Macrolide 3-O-acyltransferase gene (acyA), located at
least 40 kb from 3' end of acyB1, was also cloned and
sequenced. The amino acid sequence of acyA showed significant
homology to that of acyB 1. Tylosin producer S.fradiae
transformed by plasmids containing acyA and/or
acyB1-acyB2 produced acyltylosins such as 3-O-acetyltylosin
(3-AT) and 3-O-acetyl-4"-O-isovaleryltylosin (AIV).

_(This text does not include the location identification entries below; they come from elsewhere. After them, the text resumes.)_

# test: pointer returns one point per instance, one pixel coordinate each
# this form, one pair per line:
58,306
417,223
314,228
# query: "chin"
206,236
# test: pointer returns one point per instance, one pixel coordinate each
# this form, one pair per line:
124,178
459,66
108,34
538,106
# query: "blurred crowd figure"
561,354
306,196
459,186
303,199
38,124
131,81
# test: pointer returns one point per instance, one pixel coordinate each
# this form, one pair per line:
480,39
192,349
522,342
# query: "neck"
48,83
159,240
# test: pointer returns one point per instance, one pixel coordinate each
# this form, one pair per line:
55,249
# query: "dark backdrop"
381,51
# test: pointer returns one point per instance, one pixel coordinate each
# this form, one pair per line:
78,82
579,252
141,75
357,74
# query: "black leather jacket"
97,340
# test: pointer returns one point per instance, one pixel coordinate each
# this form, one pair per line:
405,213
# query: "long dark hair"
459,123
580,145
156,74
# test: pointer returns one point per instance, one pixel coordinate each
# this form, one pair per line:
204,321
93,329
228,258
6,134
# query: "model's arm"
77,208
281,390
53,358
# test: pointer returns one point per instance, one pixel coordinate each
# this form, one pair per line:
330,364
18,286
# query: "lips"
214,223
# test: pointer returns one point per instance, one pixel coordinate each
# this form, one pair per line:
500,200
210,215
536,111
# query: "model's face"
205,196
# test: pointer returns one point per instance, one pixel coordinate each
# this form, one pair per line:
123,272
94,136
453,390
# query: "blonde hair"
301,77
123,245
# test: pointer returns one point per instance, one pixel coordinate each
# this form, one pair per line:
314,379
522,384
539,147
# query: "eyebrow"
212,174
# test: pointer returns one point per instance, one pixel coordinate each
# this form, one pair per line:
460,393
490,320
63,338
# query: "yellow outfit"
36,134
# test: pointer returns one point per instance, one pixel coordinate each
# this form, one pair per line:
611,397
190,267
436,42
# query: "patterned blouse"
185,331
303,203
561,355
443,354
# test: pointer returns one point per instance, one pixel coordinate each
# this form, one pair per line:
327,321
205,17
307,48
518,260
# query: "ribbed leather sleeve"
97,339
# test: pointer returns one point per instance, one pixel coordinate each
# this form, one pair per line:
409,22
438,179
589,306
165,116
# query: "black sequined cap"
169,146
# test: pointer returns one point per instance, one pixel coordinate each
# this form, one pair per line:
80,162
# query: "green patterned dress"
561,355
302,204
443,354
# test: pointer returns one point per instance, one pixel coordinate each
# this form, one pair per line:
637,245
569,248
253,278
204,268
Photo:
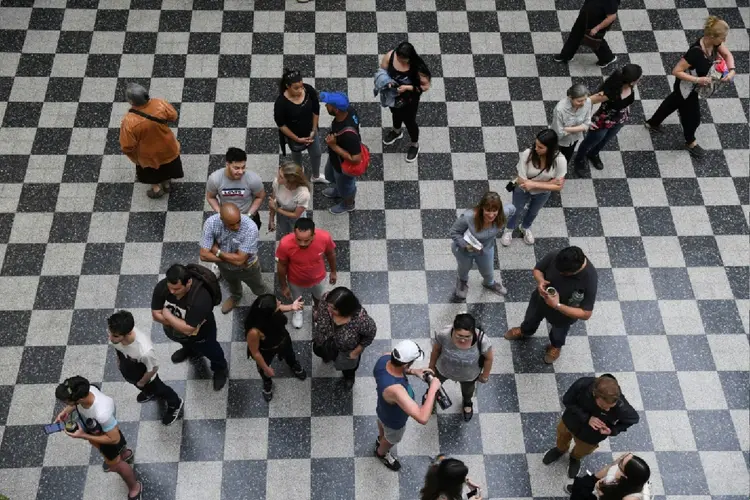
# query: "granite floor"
668,234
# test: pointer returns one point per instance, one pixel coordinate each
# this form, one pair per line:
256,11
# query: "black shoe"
573,467
220,380
172,413
552,456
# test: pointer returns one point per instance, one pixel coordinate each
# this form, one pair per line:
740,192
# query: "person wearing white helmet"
396,398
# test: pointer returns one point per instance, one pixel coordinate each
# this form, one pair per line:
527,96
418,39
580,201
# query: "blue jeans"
593,143
345,185
520,199
485,263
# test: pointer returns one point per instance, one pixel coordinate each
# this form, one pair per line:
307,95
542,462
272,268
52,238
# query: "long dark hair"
635,475
445,477
549,139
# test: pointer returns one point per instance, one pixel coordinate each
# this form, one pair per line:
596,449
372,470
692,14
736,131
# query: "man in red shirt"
300,265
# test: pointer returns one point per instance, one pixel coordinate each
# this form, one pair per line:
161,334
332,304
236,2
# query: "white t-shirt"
103,410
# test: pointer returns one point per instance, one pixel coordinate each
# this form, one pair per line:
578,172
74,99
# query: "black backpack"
208,279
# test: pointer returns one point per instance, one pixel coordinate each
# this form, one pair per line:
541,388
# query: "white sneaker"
506,238
297,319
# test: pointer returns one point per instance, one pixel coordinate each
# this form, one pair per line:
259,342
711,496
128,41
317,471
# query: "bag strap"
147,116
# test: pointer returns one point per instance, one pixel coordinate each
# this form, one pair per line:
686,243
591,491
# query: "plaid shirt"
245,239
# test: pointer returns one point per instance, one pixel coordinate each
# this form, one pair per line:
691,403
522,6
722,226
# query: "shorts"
393,436
112,451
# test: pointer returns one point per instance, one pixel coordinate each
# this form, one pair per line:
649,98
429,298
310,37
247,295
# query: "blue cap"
338,100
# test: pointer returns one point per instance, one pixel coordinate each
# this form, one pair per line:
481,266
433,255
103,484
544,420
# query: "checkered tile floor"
668,234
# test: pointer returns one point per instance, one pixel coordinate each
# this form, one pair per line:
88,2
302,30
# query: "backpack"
208,279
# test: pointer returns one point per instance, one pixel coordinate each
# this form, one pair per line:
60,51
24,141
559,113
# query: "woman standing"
541,170
296,113
692,74
412,76
267,338
290,199
618,93
462,353
473,236
341,331
571,118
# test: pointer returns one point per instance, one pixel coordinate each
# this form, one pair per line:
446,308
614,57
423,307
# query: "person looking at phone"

Abridged Author's Abstract, R.L.
ARYLSULFATASES FROM ACTINOMYCETES
T.Ueki, S.Yamamoto, Y.Sawada, Y.Fukagawa and T.Oki
Bristol-Myers Squibb Research Institute
Actinomycetologica, 6: S2-S3, 1992
In the course of clinical treatment of tumours with etoposide,
a potent antitumour antibiotic, the tumour antibody: enzyme
conjugate was assumed to be promising, since etoposide sulphate was
found to be less cytotoxic in vivo. A search for sulphatase,
highly specific to etoposide sulphate, was carried out in bacteria,
fungi, yeasts and actinomycetes by using nitrophenylsulphate as the
primary substrate. Two extracellular sulphatases designated Es-l
and Es-2 were found in Streptomyces griseorubiginosus
S980-14 and Streptomyces sp. T109-3, respectively. Both
enzymes seem uncommon since, during fermentation, the presence of
high concentrations of inorganic salts, such as NaCl, or tap water
suppresses their production. Es-l sulphatase was purified by
Butyl-Toyoperal column chromatography, chromatofocusing and
Cellulofine GC-700-m column chromatography, and Es-2 sulphatase by
Sulphate-Cellulofine and DEAE-cellulose column chromatography. The
two enzymes, both with a molecular weight of 45,000 showed
isoelectric points of 4.95 and 5.65 respectively. Ca++ was found to
be essential for enzyme activity. With reference to known
arylsulphatases, only these two enzymes attack etoposide sulphate,
resulting in regeneration of cytotoxic etoposide.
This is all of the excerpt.